Inhale, Exhale, Hold Your Breath to Dance and Live with Seas and Oceans
DOI:
https://doi.org/10.37536/ECOZONA.2026.17.1.5891Keywords:
breathing, dancing, breath-holding, diving, non-human animalsAbstract
This article aims to examine to what extent dancing in contact with seas and oceans encourages us to rethink the paradigms of our terrestrial lives. With this in mind, I will study the porous relationships that this non-verbal art weaves with the environment. To this end, I will develop an analysis of breathing variations and human perceptions. First, I'll demonstrate how the experience of different breath rhythms on the shores has driven the dance and thoughts of pioneering choreographer Isadora Duncan (Perrin) and her successors.
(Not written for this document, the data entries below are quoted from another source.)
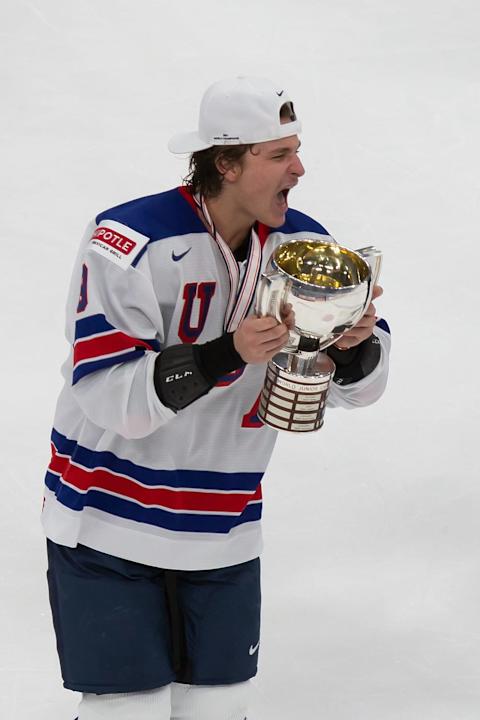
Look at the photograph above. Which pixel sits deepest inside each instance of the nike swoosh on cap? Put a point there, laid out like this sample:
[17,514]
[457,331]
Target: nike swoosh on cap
[176,258]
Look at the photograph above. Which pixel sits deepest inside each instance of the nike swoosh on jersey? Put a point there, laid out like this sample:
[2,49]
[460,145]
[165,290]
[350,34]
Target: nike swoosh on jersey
[176,258]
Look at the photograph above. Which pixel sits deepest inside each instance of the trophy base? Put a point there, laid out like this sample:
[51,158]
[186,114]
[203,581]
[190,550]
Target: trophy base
[295,391]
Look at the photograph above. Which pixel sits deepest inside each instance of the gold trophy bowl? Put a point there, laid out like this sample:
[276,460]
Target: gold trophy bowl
[329,288]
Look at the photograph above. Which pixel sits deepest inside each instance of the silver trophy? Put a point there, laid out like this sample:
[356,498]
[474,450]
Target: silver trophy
[329,288]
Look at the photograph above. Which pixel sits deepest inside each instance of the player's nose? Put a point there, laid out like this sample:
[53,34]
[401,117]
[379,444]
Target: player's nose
[297,167]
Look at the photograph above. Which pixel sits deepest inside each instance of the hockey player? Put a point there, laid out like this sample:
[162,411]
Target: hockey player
[153,494]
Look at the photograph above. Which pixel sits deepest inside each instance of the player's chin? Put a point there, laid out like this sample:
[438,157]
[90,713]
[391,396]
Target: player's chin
[276,218]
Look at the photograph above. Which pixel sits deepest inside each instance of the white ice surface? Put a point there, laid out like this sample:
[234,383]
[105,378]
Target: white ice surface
[372,564]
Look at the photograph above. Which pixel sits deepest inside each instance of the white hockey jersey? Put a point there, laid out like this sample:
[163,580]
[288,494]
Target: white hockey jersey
[128,476]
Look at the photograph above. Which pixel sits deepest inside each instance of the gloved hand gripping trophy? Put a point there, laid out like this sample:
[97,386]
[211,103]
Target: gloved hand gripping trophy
[329,288]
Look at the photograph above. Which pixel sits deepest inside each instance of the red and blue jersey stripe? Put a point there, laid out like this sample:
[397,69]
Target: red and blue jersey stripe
[98,344]
[181,500]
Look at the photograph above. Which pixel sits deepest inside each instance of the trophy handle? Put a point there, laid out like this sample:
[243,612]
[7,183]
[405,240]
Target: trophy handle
[269,296]
[271,291]
[374,258]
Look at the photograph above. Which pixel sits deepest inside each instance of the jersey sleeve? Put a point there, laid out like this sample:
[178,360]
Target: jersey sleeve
[370,388]
[115,327]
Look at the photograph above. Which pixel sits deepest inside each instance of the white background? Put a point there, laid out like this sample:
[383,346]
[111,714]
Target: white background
[371,567]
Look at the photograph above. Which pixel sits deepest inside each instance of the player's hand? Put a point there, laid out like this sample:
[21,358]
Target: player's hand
[364,328]
[257,340]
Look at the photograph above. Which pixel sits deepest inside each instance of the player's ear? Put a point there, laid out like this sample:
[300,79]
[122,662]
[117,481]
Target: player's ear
[228,168]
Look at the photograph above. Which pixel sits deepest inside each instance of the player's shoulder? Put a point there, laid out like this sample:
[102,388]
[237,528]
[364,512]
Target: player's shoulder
[154,216]
[296,221]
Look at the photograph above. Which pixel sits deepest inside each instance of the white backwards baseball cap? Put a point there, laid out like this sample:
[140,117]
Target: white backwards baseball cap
[238,111]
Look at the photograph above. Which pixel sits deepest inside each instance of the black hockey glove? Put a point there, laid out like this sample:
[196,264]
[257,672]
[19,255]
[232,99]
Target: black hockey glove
[184,373]
[356,363]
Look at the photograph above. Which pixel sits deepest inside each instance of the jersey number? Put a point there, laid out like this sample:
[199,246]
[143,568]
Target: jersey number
[83,299]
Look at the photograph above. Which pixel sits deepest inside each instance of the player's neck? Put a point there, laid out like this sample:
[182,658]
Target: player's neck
[231,223]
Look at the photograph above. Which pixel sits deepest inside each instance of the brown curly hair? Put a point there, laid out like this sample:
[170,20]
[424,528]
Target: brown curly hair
[204,177]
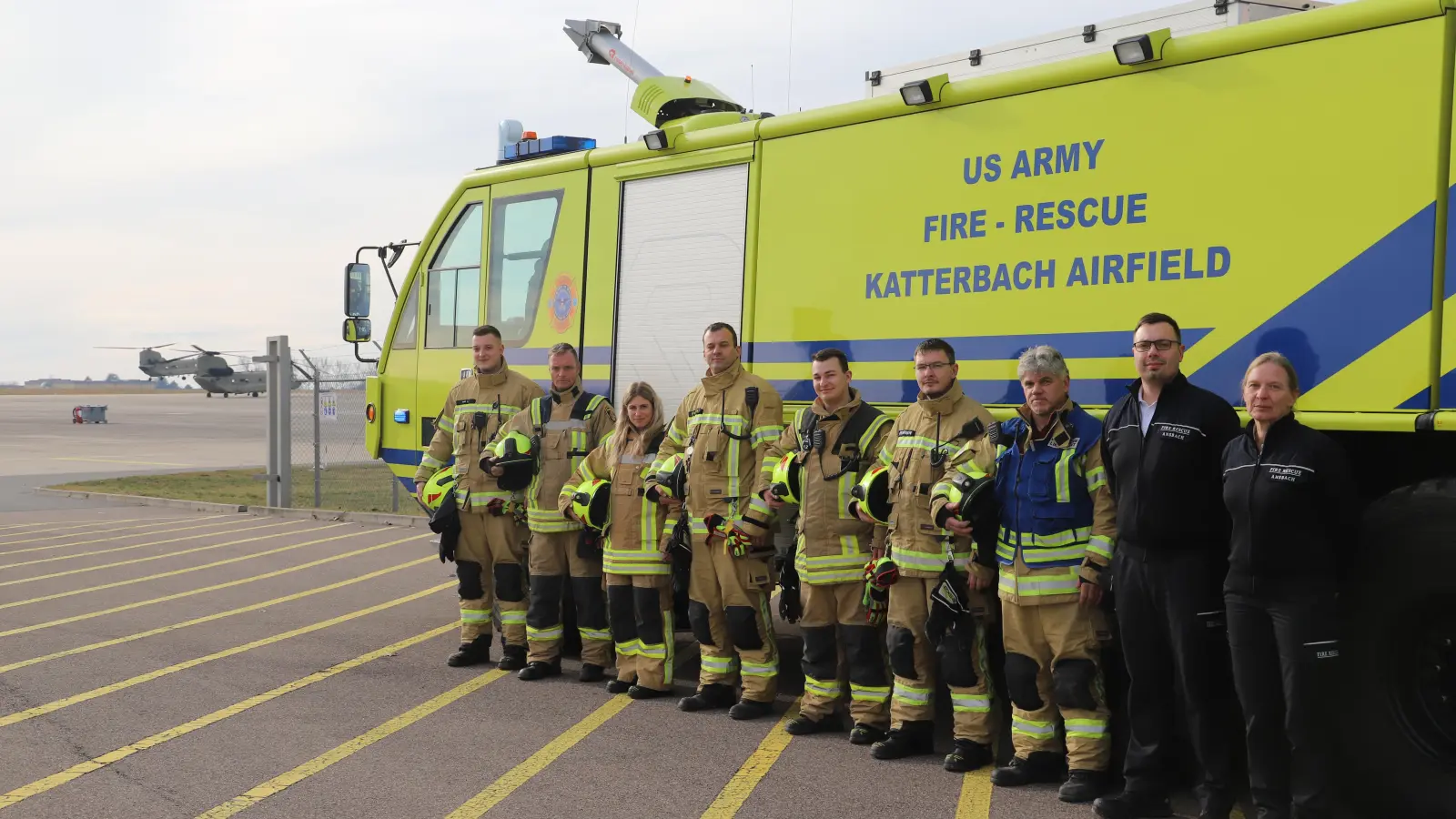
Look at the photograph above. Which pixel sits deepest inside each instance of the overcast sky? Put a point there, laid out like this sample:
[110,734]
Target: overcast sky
[200,172]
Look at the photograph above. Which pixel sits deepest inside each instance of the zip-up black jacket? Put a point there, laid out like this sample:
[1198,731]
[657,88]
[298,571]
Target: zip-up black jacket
[1295,506]
[1168,486]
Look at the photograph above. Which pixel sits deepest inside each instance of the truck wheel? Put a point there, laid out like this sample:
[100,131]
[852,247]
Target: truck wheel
[1397,713]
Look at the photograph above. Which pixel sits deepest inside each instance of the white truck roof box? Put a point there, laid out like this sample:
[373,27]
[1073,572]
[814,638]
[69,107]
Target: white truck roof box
[1183,19]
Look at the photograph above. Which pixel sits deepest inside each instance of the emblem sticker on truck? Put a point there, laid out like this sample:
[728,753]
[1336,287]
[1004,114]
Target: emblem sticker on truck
[564,303]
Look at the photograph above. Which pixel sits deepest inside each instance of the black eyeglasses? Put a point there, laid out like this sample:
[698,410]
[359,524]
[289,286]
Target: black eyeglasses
[1162,344]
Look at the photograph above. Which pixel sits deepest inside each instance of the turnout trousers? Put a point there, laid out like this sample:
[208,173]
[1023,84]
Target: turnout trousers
[961,662]
[1169,617]
[492,581]
[728,610]
[1285,654]
[1053,669]
[553,561]
[863,653]
[641,612]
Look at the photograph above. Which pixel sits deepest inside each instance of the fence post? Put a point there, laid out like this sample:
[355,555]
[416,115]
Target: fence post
[280,421]
[318,442]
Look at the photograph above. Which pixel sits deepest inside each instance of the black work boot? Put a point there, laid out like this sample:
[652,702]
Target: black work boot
[909,739]
[1132,804]
[1218,804]
[538,669]
[968,755]
[803,724]
[711,695]
[750,710]
[1037,767]
[513,658]
[1082,785]
[865,734]
[472,653]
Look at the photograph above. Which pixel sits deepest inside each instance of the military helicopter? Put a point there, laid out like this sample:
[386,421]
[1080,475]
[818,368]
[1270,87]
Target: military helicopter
[155,365]
[216,375]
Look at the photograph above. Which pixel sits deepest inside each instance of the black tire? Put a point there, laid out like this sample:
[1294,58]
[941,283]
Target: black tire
[1398,705]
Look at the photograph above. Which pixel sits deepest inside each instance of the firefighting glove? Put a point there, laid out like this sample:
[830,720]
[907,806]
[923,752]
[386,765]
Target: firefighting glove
[950,603]
[791,606]
[880,574]
[875,602]
[735,541]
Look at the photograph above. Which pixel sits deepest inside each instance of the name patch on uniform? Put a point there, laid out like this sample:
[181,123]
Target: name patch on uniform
[1177,431]
[1288,474]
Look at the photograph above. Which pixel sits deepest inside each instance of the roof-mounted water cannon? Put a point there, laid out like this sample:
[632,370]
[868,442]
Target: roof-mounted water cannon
[659,99]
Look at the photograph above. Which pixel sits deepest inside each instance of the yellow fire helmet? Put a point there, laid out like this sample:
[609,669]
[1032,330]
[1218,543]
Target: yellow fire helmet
[592,504]
[788,480]
[673,477]
[436,489]
[873,494]
[516,455]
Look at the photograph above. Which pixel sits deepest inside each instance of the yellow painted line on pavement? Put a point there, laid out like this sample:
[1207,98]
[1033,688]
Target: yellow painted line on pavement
[174,573]
[58,525]
[536,763]
[137,547]
[363,741]
[210,618]
[98,763]
[96,693]
[109,460]
[976,794]
[753,770]
[218,586]
[213,521]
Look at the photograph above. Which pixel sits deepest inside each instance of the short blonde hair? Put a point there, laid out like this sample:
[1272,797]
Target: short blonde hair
[619,439]
[1271,359]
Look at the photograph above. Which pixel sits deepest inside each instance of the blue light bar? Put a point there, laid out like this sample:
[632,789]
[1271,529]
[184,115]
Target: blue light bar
[548,146]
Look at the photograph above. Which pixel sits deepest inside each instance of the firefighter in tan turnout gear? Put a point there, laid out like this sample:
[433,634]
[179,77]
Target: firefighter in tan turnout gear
[1057,528]
[720,436]
[936,622]
[817,462]
[640,574]
[562,429]
[490,551]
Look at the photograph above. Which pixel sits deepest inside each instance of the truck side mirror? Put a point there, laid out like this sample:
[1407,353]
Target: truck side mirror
[356,292]
[357,331]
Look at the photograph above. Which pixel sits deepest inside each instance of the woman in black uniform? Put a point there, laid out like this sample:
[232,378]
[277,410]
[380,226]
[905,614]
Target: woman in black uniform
[1292,497]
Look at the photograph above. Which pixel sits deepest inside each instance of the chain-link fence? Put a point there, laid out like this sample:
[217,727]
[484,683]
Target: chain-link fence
[331,467]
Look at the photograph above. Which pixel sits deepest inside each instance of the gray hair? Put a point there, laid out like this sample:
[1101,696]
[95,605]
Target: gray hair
[1273,359]
[1041,359]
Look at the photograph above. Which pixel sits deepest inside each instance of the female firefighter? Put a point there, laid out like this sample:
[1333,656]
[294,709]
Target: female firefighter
[1293,504]
[606,496]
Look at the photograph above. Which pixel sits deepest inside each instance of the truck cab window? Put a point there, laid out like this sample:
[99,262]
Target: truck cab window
[453,302]
[408,321]
[521,230]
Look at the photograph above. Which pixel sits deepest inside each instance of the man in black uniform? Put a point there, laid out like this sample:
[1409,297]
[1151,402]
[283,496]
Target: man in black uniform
[1162,446]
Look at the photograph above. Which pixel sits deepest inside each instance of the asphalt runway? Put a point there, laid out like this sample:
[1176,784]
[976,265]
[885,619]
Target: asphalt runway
[155,433]
[157,663]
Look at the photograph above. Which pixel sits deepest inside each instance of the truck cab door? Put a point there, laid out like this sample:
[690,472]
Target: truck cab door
[450,288]
[536,278]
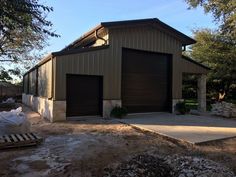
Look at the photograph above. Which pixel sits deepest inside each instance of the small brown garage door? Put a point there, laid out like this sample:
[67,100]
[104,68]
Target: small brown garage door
[146,81]
[83,95]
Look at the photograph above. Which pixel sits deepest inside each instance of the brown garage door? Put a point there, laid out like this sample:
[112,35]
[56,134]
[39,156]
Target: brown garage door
[83,95]
[146,81]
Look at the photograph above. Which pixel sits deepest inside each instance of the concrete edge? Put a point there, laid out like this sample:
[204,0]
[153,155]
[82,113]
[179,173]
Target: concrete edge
[215,140]
[167,137]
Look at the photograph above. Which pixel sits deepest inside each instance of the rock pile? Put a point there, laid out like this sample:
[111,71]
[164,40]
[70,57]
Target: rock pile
[186,166]
[224,109]
[141,166]
[170,166]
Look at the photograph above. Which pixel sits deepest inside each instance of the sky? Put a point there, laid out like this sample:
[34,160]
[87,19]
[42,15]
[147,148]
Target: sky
[72,18]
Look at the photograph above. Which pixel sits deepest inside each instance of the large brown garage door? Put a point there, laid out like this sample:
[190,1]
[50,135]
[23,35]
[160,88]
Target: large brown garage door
[146,81]
[83,95]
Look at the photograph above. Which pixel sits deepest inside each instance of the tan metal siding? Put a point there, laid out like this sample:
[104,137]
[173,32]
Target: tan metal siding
[149,39]
[189,67]
[32,82]
[97,62]
[25,80]
[45,79]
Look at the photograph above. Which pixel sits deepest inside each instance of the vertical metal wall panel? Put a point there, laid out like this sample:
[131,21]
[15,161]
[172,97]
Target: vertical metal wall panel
[25,80]
[45,80]
[189,67]
[32,82]
[86,63]
[107,62]
[152,40]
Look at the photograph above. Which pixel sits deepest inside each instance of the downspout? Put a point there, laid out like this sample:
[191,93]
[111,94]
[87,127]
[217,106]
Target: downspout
[98,37]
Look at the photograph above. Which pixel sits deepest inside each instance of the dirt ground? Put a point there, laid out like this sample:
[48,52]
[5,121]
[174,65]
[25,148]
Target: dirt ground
[85,147]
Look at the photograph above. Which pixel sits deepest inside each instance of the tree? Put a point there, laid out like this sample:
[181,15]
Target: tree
[23,30]
[219,53]
[23,27]
[224,13]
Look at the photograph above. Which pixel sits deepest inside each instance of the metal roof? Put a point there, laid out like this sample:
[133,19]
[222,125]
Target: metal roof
[150,21]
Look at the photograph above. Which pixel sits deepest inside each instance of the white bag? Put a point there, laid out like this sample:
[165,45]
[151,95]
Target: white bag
[13,122]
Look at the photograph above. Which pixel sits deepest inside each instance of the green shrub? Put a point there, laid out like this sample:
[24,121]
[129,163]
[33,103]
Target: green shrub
[119,112]
[181,107]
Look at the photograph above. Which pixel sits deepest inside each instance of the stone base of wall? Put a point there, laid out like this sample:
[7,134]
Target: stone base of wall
[56,110]
[108,105]
[51,110]
[43,106]
[174,102]
[59,111]
[224,109]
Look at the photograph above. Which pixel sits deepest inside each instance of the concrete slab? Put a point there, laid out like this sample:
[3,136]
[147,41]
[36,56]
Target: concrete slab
[191,128]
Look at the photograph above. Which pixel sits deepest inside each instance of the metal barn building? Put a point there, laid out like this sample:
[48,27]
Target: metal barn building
[137,64]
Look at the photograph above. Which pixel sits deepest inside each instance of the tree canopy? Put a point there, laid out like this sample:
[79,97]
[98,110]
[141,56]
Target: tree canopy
[223,11]
[218,52]
[24,29]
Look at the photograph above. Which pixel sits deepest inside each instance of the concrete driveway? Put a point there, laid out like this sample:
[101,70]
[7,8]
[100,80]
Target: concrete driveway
[191,128]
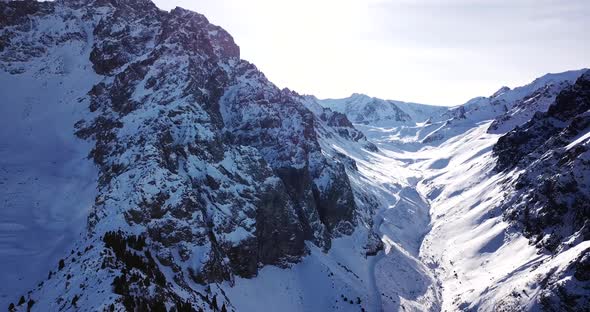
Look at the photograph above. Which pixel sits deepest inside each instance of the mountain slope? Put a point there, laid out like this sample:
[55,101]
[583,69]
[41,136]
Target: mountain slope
[363,109]
[204,176]
[147,167]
I will then focus on two dance-videos, Amy Greenfield's Tides (created in response to Duncan's “The Dancer of the Future”) and Babette Mangolte's Water Motor, in order to measure how aquatic experiences, and in particular that of a non-human temporality, move our perceptions. This phenomenon is revealed through the use of the camera, which provides a print of these intimate and fleeting sensations. Finally, after studying breath variations, I'll draw on Laurence Louppe's work on “non-breathing” and analyze the piece and the short documentary by apneist dancer Marine Chesnais, both entitled Habiter le seuil. Here, I'll examine the practice of breath-holding in aquatic environments “which works on the gravitational tissue of the spectator, produces transfers of perception and state” (Louppe) and enables us to meet marine mammals. In conclusion, I will support the idea that these breathless marine encounters change our perception of the terrestrial world, invite us to “inhabit the threshold,” to explore this space of transformation, and offer us the opportunity of “becoming other” (Abram).